Banda’s Party: Killing opposition in Malawi

Atupele Muluzi, left,greets leader of opposition John Tembo.

Malawi’s new ruling party led by first woman President Joyce Banda has now become the new attraction in town with politicians flocking to it like ducks to water

Many,including some former ministers want to join Banda’s People’s Party (PP), which not too long ago was being described as a briefcase party, a party of disgruntled politicians.

According to PP officials over 80 applications from late Mutharika’s party – DPP have been received. From the United Democratic Front (UDF), a party that became popular for ousting the single party rule of late dictator Kamuzu Banda, 98 members including some legislators have joined PP.

PP claims that even former ministers like Goodall Gondwe, Vuwa Kaunda were among the applicants to join Banda’s party but have been rejected,  a claim both dismissed as propaganda.

Malawi Congress Party President John Tembo seems set to join PP if the appointment of his son, John, as deputy high commissioner to London, is anything to go by. Speculation is rife that Malawi’s longest serving legislator is negotiating for the vacant position of 2nd Vice President.

His uncharacteristic actions in the last few weeks indicate whic way Tembo could be going.

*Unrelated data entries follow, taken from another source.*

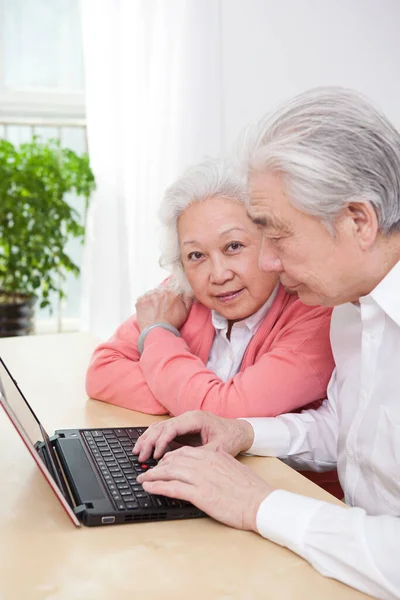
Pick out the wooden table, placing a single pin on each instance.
(43, 556)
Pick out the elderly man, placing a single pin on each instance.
(324, 186)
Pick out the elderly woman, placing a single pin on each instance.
(221, 335)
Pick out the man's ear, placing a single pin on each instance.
(362, 220)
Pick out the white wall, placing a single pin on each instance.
(273, 49)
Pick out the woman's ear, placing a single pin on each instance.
(363, 222)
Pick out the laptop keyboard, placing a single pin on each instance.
(119, 468)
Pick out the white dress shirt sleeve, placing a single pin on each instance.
(306, 440)
(342, 543)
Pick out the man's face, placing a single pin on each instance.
(320, 268)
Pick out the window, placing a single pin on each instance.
(41, 93)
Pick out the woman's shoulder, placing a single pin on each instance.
(290, 306)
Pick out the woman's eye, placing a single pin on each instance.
(234, 246)
(195, 256)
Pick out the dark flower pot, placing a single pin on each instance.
(16, 314)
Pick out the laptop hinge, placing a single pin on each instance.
(79, 510)
(58, 477)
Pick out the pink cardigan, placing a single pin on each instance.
(287, 365)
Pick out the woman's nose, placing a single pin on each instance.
(220, 272)
(268, 260)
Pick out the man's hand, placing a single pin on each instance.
(215, 482)
(162, 305)
(229, 435)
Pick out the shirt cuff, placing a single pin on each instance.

Last week Tembo was at the airport to welcome Banda, signalling how far he is willing to go to appease the new administration and today he was spotted at State House just before Banda addressed a press conference.

“I have not discussed with Hon.Tembo the 2nd vice president, it’s the media,” Banda said when asked by curious journalists.

But while the PP may be happy with the overwhelming applications, many ordinary people are worried.

“If everyone defects to Joyce Banda, what kind of opposition are going to have,?” wonders Esemy Phiri, a civil servant in Lilongwe.

“This is a clear sign of how greedy politicians are…how they put self before the majority,” says another observer who insisted to be identified only as Joseph.

Samson Chipeta an entrepreneur, is angry that people that never supported Banda and her party when Mutharika fought her, dismissed her from his cabinet, have all of a sudden realised she is a better leader.

“This is what us as a people should be worry about…why join PP today and not yesterday? Its greed thats all and this tells us the kind of leader we ow have,” Chipeta says.

Mutharika, 78, died after a heart attack last month. His party is now in the hands of his young brother Peter but there are doubts whether the US law professor will manage to stir the ship in the face of daily defections.